OrientDB Manual 1.7.8

Clusters

We've already talked about classes. A class is a logical concept in OrientDB. Clusters are also an important concept in OrientDB. Records (or documents/vertices) are stored in clusters.

What is a cluster?

A cluster is a place where a group of records are stored. Perhaps the best equivalent in the relational world would be a Table. By default, OrientDB will create one cluster per class. All the records of a class are stored in the same cluster which has the same name as the class.

Understanding the concepts of classes and clusters allows you to take advantage of the power of clusters while designing your new database.

Even though the default strategy is that each class maps to one cluster, a class can rely on multiple clusters. You can spawn records physically in multiple places, thereby creating multiple clusters. For example:

Class-Custer

The class "Customer" relies on 2 clusters:

  • USA_customers, containing all USA customers. This is the default cluster as denoted by the red star.
  • China_customers, containing all Chinese customers.

The default cluster (in this case, the USA_customers cluster) is used by default when the generic class "Customer" is used. Example:

Class-Custer

When querying the "Customer" class, all the involved clusters are scanned:

Class-Custer

If you know the location of a customer you're looking for you can query the target cluster directly. This avoids scanning the other clusters and optimizes the query:

Class-Custer

The benefits of using different physical places to store records are:

  • faster queries against clusters because only a sub-set of all the class's clusters must be searched
  • good partitioning allows you to reduce/remove the use of indexes
  • parallel queries if on multiple disks
  • sharding large data sets across multiple disks or server instances

There are two types of clusters:

  • Physical cluster (known as local) which is persistent because it writes directly to the file system
  • Memory Cluster where everything is volatile and will be lost on termination of the process or server if the database is remote

For most cases physical clusters are preferred because the database must be persistent. OrientDB creates physical clusters by default so you don't have to worry too much about it for now.

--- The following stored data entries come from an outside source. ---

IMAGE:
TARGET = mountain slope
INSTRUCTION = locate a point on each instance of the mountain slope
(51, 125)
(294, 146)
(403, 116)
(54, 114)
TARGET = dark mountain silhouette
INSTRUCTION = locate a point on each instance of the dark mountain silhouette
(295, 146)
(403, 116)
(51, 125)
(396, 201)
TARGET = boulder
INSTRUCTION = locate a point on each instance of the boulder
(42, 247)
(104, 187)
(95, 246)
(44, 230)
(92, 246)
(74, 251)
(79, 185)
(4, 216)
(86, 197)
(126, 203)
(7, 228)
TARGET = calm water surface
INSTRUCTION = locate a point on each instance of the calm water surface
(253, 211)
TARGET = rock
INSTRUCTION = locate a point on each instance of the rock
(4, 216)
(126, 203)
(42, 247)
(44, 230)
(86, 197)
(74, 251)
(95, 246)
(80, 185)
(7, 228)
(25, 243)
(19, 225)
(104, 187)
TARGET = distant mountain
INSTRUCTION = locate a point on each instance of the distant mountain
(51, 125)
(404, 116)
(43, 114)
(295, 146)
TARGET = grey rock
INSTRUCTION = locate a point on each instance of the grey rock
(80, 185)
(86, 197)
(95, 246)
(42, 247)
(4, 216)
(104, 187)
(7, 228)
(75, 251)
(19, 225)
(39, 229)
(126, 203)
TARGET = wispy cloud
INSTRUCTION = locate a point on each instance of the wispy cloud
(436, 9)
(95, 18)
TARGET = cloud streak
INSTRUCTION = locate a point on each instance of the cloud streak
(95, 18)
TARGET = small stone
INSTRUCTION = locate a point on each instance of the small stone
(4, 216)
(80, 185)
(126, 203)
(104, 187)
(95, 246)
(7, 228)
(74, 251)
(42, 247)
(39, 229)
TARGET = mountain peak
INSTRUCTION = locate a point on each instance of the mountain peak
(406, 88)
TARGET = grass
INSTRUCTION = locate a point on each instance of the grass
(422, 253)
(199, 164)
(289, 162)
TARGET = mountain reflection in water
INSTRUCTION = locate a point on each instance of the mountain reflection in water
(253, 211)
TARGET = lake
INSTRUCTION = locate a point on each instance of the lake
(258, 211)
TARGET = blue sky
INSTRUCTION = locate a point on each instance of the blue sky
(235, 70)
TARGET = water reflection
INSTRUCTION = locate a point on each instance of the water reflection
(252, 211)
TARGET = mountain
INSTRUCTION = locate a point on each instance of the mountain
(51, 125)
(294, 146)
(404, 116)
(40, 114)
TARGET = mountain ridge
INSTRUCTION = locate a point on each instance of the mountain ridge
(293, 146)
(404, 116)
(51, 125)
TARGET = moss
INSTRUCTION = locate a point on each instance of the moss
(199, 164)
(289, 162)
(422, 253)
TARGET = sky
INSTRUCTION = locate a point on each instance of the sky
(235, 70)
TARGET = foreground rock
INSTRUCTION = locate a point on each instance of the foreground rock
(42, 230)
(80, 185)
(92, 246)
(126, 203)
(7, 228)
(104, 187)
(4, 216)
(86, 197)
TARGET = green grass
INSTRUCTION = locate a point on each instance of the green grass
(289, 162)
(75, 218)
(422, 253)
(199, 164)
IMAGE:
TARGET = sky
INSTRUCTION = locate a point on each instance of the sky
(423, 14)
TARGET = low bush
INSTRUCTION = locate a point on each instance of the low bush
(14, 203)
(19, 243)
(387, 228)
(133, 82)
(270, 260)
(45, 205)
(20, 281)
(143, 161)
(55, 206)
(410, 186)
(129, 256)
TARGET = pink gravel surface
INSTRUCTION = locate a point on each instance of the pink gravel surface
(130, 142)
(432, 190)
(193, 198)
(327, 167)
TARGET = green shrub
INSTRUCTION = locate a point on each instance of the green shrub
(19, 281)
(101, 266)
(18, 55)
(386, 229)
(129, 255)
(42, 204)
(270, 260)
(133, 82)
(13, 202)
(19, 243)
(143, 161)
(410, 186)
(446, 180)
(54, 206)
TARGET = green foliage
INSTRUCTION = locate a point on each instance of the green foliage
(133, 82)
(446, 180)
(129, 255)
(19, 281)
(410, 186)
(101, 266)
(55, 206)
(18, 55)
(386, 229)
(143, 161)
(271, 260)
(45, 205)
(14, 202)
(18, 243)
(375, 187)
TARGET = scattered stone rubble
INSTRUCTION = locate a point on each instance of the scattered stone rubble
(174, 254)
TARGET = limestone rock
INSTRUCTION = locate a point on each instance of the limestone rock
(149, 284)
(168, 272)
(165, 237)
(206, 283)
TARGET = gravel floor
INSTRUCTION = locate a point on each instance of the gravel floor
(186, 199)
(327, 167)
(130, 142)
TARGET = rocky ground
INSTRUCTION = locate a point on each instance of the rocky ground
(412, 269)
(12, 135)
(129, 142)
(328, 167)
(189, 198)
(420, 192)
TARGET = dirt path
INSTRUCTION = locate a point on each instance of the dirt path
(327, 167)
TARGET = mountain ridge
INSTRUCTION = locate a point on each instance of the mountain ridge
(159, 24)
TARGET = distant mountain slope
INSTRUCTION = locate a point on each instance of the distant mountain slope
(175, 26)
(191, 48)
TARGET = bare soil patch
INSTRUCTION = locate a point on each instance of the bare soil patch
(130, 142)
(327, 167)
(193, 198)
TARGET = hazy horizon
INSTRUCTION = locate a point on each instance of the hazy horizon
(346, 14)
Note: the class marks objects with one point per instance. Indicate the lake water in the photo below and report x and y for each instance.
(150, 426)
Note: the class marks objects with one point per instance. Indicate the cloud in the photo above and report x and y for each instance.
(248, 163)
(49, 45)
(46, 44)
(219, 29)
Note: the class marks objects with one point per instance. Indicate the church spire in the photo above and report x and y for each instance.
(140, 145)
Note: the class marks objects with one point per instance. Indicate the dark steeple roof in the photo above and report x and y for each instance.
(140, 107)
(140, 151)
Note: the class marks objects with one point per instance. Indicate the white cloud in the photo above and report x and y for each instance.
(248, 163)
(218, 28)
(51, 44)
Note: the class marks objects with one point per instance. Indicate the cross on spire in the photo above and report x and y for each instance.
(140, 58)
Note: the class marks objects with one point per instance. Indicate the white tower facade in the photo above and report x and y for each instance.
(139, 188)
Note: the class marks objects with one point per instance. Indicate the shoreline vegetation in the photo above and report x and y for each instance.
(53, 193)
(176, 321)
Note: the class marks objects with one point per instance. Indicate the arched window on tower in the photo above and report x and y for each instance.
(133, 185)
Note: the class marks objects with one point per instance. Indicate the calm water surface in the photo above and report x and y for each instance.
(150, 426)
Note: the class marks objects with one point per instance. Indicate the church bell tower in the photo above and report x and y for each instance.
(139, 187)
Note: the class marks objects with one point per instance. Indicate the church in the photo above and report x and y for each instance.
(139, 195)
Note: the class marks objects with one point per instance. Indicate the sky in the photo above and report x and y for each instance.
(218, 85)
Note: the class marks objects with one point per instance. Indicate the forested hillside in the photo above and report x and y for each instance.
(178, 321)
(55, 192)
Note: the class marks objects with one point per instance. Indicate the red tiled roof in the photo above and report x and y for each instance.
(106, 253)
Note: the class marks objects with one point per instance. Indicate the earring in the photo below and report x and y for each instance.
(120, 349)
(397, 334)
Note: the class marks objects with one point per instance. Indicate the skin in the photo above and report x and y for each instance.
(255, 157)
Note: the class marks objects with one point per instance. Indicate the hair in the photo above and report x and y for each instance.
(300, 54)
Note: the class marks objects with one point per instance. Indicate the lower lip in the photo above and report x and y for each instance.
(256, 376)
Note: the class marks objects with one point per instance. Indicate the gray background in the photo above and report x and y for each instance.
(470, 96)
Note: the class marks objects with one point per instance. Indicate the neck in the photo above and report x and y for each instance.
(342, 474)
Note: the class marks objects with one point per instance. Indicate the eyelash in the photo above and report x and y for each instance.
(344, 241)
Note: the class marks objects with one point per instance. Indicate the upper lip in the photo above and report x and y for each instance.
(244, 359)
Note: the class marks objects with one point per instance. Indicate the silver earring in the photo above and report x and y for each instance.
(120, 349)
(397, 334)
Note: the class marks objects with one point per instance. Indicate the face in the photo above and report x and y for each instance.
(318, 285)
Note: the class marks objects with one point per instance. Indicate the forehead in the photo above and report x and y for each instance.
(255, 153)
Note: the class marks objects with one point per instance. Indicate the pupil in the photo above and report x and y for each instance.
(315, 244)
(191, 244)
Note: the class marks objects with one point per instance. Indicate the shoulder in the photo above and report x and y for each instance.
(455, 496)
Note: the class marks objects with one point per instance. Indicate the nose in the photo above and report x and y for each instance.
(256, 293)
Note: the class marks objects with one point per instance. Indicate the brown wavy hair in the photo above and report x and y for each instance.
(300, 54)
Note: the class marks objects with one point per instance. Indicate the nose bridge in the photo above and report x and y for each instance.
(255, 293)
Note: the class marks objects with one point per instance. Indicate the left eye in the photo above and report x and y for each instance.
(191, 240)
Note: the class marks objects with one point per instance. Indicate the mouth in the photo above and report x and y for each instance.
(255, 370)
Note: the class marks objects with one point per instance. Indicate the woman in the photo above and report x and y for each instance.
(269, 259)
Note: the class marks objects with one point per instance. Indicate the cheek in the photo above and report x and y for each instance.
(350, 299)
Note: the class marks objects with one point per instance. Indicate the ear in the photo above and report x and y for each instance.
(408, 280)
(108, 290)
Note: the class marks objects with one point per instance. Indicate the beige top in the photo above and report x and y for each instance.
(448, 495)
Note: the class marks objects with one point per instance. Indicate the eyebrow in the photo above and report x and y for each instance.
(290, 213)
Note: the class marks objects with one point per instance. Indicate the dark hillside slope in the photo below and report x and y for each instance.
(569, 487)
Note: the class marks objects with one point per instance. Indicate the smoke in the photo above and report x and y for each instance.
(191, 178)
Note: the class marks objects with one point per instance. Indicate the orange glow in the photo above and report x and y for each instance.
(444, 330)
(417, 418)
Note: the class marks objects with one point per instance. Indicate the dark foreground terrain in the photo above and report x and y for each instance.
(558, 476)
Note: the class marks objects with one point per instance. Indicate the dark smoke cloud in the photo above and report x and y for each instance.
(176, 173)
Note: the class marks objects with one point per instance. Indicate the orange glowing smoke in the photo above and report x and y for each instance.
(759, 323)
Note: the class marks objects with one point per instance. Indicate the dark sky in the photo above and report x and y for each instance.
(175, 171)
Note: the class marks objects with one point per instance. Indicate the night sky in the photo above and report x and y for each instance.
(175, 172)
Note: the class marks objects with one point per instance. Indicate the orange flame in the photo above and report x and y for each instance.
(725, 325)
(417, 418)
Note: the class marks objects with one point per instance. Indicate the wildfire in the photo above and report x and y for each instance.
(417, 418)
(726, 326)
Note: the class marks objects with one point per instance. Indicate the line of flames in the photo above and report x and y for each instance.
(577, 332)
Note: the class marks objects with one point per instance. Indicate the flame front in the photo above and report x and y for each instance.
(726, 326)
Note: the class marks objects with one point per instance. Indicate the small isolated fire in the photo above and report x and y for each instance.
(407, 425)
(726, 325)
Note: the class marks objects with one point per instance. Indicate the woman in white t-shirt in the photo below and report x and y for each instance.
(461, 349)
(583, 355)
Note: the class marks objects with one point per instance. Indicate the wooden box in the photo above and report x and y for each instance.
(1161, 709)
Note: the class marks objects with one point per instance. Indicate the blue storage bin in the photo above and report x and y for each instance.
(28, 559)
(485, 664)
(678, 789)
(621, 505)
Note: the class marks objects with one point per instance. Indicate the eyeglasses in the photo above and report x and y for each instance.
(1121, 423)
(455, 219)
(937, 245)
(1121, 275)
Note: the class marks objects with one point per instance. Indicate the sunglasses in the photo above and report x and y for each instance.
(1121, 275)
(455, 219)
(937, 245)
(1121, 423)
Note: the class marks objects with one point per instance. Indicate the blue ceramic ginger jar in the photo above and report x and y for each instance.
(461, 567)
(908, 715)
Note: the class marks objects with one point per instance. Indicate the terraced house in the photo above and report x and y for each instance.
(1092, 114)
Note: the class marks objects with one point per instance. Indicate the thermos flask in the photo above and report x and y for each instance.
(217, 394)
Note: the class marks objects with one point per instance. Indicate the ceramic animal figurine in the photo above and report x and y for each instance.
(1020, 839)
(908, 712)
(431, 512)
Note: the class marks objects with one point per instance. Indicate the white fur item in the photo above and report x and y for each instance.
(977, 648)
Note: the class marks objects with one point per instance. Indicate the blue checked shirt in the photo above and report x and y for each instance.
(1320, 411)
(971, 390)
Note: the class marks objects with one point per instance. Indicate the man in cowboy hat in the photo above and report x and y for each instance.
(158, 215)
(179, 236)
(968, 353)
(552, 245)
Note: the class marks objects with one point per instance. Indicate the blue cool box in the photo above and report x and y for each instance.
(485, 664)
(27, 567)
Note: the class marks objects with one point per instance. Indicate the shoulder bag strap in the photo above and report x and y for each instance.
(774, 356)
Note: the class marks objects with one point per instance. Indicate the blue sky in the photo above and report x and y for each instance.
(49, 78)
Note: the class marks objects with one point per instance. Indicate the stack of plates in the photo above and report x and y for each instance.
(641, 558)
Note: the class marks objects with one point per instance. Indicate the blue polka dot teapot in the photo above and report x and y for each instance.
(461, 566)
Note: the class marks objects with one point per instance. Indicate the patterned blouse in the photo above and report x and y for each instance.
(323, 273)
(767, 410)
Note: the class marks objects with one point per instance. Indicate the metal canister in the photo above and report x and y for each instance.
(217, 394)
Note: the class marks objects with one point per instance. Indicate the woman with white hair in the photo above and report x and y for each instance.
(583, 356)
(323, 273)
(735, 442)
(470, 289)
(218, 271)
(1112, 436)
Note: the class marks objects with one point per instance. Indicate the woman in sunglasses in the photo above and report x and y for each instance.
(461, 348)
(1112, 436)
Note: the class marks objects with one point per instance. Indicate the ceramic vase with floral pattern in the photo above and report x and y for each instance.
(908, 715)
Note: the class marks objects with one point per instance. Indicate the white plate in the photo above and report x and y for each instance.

To view all clusters, from the console run the clusters command:

orientdb> clusters

CLUSTERS:
----------------------------------------------+------+---------------------+-----------+
 NAME                                         |  ID  | TYPE                | RECORDS   |
----------------------------------------------+------+---------------------+-----------+
 account                                      |    11| PHYSICAL            |      1107 |
 actor                                        |    91| PHYSICAL            |         3 |
 address                                      |    19| PHYSICAL            |       166 |
 animal                                       |    17| PHYSICAL            |         0 |
 animalrace                                   |    16| PHYSICAL            |         2 |
 ....                                         |  ....| ....                |      .... |
----------------------------------------------+------+---------------------+-----------+
 TOTAL                                                                           23481 |
---------------------------------------------------------------------------------------+

Since by default each class has its own cluster, we can query the database's users by class or by cluster:

orientdb> browse cluster OUser

---+---------+--------------------+--------------------+--------------------+--------------------
  #| RID     |name                |password            |status              |roles
---+---------+--------------------+--------------------+--------------------+--------------------
  0|     #5:0|admin               |{SHA-256}8C6976E5B5410415BDE908BD4DEE15DFB167A9C873FC4BB8A81F6F2AB448A918|ACTIVE              |[1]
  1|     #5:1|reader              |{SHA-256}3D0941964AA3EBDCB00CCEF58B1BB399F9F898465E9886D5AEC7F31090A0FB30|ACTIVE              |[1]
  2|     #5:2|writer              |{SHA-256}B93006774CBDD4B299389A03AC3D88C3A76B460D538795BC12718011A909FBA5|ACTIVE              |[1]
---+---------+--------------------+--------------------+--------------------+--------------------

The result is identical to browse class ouser executed in the classes section because there is only one cluster for the OUser class in this example.